Я бросил курить с полгода назад. Но сейчас не посмел отказаться.
— Давайте испорчу, — сказал я, взял папиросу и сел на кровати, свесив ноги.
Дым в комнате не застаивался — его тут же выживал свежий бодрящий воздух, льющийся через окно. Он приносил с собой терпкий запах полевых цветов, лесных тропинок, дыхание едва приметных облаков, сопровождавших сияющую счастьем, как невеста, луну.
Нагорный долго молчал, потушил окурок, снова закурил. Потом решительно встал со стула.
— Нет, — сказал он с ожесточением. — Не могу не рассказать правду. Она собирается уехать. Навсегда.
— Кто?
— Нонна. Жена.
Я насторожился. По едва приметным признакам, по немногословному рассказу Марии Петровны, по догадкам я чувствовал, что в семье Нагорного происходит что-то неладное. Это подтверждал и только что происшедший разговор Нагорного и Нонны.
— Вы, конечно, тоже любили, — начал Нагорный. — Вот на этих полках много книг. И почти каждая рассказывает о человеческой любви. И отражает какую-то частицу этого чувства. И потому каждая — только часть правды, а не вся правда.
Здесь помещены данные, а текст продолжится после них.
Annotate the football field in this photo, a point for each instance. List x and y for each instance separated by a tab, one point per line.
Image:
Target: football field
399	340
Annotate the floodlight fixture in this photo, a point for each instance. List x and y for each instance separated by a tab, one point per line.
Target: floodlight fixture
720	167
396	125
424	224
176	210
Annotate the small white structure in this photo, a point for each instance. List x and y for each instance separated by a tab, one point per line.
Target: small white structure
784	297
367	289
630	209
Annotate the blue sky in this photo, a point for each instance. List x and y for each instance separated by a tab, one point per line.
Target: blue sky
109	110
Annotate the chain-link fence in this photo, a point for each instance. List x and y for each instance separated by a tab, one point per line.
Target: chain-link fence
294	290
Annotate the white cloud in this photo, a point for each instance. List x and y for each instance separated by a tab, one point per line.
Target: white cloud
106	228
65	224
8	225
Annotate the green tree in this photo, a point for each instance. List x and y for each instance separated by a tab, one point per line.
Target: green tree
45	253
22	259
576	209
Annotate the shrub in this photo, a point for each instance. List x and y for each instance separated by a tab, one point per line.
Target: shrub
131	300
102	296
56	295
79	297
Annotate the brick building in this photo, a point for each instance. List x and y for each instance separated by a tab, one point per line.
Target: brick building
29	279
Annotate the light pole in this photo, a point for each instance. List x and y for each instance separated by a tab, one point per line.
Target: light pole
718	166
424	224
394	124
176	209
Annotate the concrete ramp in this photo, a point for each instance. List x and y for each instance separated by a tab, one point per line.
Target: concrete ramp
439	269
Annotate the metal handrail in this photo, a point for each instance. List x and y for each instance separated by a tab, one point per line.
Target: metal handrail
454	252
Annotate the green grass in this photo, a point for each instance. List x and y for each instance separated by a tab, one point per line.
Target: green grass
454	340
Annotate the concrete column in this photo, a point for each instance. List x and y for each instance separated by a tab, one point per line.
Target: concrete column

Но даже если сложить все эти книги вместе, они не расскажут, что такое любовь. О ней никому не дано рассказать. Ни один гений не смог и не сможет сделать этого. Впрочем, я не о том говорю. После того что произошло со мной, я не могу читать книги, в которых пытаются раскрыть тайну любви. Мне кажется, что кто-то смеется надо мной.
Он помолчал, затем снова заговорил, то нервно и поспешно, то задумчиво и мечтательно:
— Я полюбил ее давно, еще в школе. Это было какое-то необъяснимое чувство. Что-то прекрасное вдруг открылось в жизни, и от этого жизнь стала еще дороже. Так бывает утром, на восходе солнца. Те же поля вокруг, та же сонная речка, такое же бесконечное небо. И вместе с тем все это уже другое. Новое. Да, совершенно новое. И светлое. Мы проводили с ней целые ночи напролет. Любили запах догорающего костра. Не отрываясь, смотрели, как перемигиваются веселые звезды. Ходили в обнимку под дождем и ветром. У нас были чистые души… Впрочем, к чему я об этом?
Он остановился, посмотрел на меня, словно желая убедиться, тут ли я. Потом опять послышались его тихие шаги.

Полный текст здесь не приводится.